Ob bissiges Pressestatement oder verzweifelter Liebe-Freunde-Brief: SPD-Fraktionsvize Dagmar Schmidt gehört zu jenen Parteikadern, die in Sachen Apothekenreform die Linie ihres Parteikollegen Bundesgesundheitsminister Karl Lauterbach verteidigen müssen. In Herborn in ihrem Wahlkreis Lahn-Dill in Hessen lud sie am gestrigen Abend zu einer Diskussionsrunde zum Thema. Mit dabei hatte sie Martina Stamm-Fibich, Berichterstatterin für Arzneimittelversorgung.

Eigentlich hatte Schmidt damit gerechnet, dass sich das Apotheken-Reformgesetz (ApoRG) bereits im parlamentarischen Verfahren befindet. „Wir wissen nicht, wann der Gesetzentwurf kommt“, räumte sie ein. Aber sie wolle schon jetzt über den Entwurf diskutieren.

Man habe ohnehin mit vielen Apothekern gesprochen, so Stamm-Fibich in ihrem Eingangsstatement. „Wir wissen, dass wir die Apotheken in der Versorgungslandschaft brauchen“, betonte sie.

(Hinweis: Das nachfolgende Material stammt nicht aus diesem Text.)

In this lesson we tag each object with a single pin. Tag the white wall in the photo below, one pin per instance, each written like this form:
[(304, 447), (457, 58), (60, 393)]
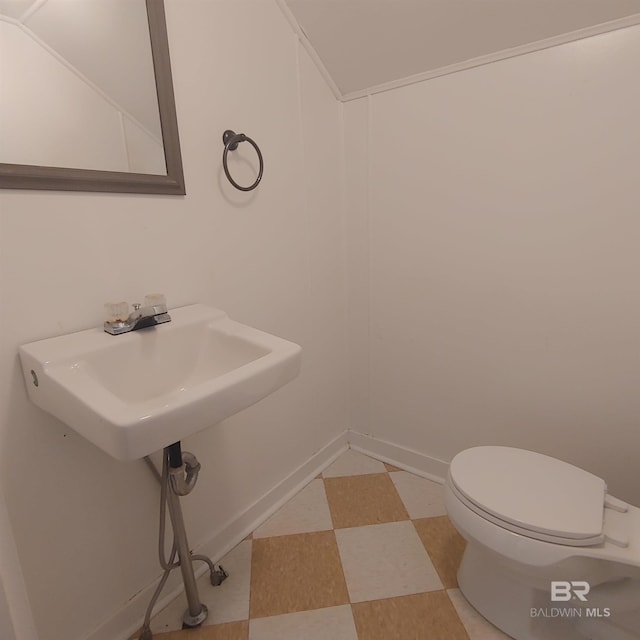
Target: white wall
[(503, 282), (57, 118), (85, 525)]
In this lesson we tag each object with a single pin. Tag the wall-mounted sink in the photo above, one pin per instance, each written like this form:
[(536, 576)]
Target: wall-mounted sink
[(136, 393)]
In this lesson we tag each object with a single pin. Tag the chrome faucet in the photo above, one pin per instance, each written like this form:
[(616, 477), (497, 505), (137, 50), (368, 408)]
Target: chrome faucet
[(151, 312)]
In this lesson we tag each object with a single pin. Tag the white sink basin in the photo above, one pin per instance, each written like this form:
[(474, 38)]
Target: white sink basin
[(136, 393)]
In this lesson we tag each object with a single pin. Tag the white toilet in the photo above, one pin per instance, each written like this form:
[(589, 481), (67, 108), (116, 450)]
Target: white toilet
[(550, 555)]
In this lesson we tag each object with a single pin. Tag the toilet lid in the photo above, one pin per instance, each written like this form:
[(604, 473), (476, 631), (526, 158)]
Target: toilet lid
[(542, 496)]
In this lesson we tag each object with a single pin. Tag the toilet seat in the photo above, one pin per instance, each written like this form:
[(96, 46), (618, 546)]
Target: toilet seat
[(531, 494)]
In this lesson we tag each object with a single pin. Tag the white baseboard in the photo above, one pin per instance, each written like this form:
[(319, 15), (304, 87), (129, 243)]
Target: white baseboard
[(401, 457), (129, 619)]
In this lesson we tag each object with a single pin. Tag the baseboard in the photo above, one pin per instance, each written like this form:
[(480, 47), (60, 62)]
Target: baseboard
[(401, 457), (129, 619)]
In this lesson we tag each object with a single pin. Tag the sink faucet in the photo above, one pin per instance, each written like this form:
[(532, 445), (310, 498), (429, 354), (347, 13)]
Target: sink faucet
[(151, 312)]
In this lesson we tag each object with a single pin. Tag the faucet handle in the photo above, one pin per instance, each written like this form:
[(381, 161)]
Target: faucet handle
[(117, 311), (154, 300)]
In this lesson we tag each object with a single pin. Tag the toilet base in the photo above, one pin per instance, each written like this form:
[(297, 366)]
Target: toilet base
[(501, 595)]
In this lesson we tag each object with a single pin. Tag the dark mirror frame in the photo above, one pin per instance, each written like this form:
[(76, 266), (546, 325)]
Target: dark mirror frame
[(21, 176)]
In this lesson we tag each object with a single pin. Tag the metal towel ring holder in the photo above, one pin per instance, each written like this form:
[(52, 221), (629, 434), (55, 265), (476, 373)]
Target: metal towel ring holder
[(231, 141)]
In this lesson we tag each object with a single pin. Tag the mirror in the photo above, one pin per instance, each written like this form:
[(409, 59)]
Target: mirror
[(116, 138)]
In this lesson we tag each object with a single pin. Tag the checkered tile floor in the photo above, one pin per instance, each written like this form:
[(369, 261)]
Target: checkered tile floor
[(364, 552)]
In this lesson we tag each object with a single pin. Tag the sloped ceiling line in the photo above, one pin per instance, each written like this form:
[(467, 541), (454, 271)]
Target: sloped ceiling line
[(362, 47)]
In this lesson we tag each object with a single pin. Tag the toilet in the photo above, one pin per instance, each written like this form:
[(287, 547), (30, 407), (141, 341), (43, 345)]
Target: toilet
[(550, 554)]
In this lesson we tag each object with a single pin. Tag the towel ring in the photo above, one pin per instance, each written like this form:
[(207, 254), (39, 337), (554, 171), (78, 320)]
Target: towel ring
[(231, 141)]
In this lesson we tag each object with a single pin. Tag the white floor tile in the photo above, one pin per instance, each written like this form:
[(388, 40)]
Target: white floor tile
[(353, 463), (226, 603), (385, 560), (307, 511), (478, 628), (421, 497), (335, 623)]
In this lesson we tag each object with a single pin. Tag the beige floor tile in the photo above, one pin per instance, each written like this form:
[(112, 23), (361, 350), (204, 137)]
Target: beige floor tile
[(477, 627), (307, 511), (226, 603), (295, 573), (227, 631), (385, 560), (444, 545), (352, 463), (355, 501), (422, 498), (415, 617), (332, 623)]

In der Problemanalyse sei man sich einig, bei den Lösungsansätzen sei man sich uneinig. „Wir können nicht untätig bleiben, wir wissen, wohin die Reise sonst geht“, warnte sie. „Wir sind sicher, dass wir die Reform im parlamentarischen Verfahren mit den drei Parteien hinbekommen“, versicherte Stamm-Fibich.

Werden Skonto heilen

Das Ziel bleibe klar, die Apotheke vor Ort zu stärken. Die schwierige wirtschaftliche Situation der Apotheken ist Stamm-Fibich nach eigenem Bekunden durchaus bewusst: „Glauben Sie uns, wir wissen, wie sich Betriebskosten und Gewinne entwickelt haben. Wir müssen etwas tun“, so Stamm-Fibich. „Wir werden das Skonto heilen“, versprach sie. Denn das Urteil habe die Politik auch getroffen, da man nicht damit gerechnet habe.

Martina Stamm-Fibich, Berichterstatterin für Arzneimittelversorgung, geht davon aus, dass man bei der PTA-Vertretung noch einen Konsens findet.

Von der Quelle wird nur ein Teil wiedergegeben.